Think of all the fairytales you heard as a child, shake them up, dump them out, and you get Into the Woods.
The almost three hour musical, by Stephen Sondheimand and directed at Millersville University by Ricky Hutchins, showcases a plethora of fairytale characters including Cinderella, Rapunzel, Jack and the Beanstalk and Little Red Riding Hood.
“Rehearsing for a musical is always a long process, and this was no exception,” said Brieanne Rogers, who was the Bakers wife. “Sondheim musicals are especially challenging, but I think we were pretty prepared for the task.”

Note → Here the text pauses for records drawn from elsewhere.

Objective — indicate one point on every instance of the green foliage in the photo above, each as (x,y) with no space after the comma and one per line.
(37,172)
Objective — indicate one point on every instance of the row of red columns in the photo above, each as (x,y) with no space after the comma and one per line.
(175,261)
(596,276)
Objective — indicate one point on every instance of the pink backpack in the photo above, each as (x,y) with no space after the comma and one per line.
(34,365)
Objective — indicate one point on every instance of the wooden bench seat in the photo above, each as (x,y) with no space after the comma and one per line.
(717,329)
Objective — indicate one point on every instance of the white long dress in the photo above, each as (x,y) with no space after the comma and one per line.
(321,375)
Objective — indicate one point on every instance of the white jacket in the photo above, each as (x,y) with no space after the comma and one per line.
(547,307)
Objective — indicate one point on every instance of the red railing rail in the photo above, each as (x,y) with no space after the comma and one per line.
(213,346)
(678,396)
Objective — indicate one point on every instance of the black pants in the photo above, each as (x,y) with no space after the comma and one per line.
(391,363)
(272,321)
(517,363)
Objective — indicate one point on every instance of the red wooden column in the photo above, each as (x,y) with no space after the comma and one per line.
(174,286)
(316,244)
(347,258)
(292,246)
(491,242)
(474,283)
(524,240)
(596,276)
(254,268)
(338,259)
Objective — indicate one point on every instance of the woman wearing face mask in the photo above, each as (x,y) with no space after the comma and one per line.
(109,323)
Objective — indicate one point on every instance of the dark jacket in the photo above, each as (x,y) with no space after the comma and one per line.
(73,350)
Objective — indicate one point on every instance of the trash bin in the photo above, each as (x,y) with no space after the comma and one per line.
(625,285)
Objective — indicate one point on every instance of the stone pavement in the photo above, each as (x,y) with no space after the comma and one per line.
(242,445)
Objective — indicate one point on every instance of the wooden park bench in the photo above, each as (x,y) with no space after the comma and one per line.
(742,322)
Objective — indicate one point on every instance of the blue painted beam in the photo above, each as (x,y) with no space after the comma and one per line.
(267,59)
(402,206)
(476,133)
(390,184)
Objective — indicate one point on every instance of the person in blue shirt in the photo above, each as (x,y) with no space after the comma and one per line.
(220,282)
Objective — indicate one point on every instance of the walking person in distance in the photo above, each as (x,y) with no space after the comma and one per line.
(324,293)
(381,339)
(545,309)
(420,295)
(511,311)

The first act closed and appeared to be the end of the show, which would have been a happily ever after. However, the second act kills off half of the main characters and, though it ends on an upbeat note, it almost feels like you are watching Hamlet, which helps to cement the fact that Into the Woods is no ordinary fairytale.
This originality was refreshing and helped to keep the audience unsuspecting of what would come next.
“The audiences reacted very well, especially on Saturday,” said Ben Achey, who played the Mysterious Man. “My character is interesting. The wisdom behind his eccentric and seemingly interfering ways is revealed, displaying an unexpected depth to his character. I had a lot of fun with it.”
Each member of the cast brought something unique to the production, and it was obvious their hard work paid off.
“I feel my character did a lot of growing up in the woods. At the beginning, he’s kind of selfish, but naïve,” said Phil Vonada, who was the Baker. “I think that’s a lot of what he was about, learning to be responsible, caring, and fatherly. He grows up, just like the other characters, though in a much different way.”
The pit orchestra sounded perfect alongside the stage. Lori Hess, who played the violin, performed beautifully. She had the difficult task of making the high-pitched notes for the Wolf sound good and not screechy and seemed to hit every note perfectly.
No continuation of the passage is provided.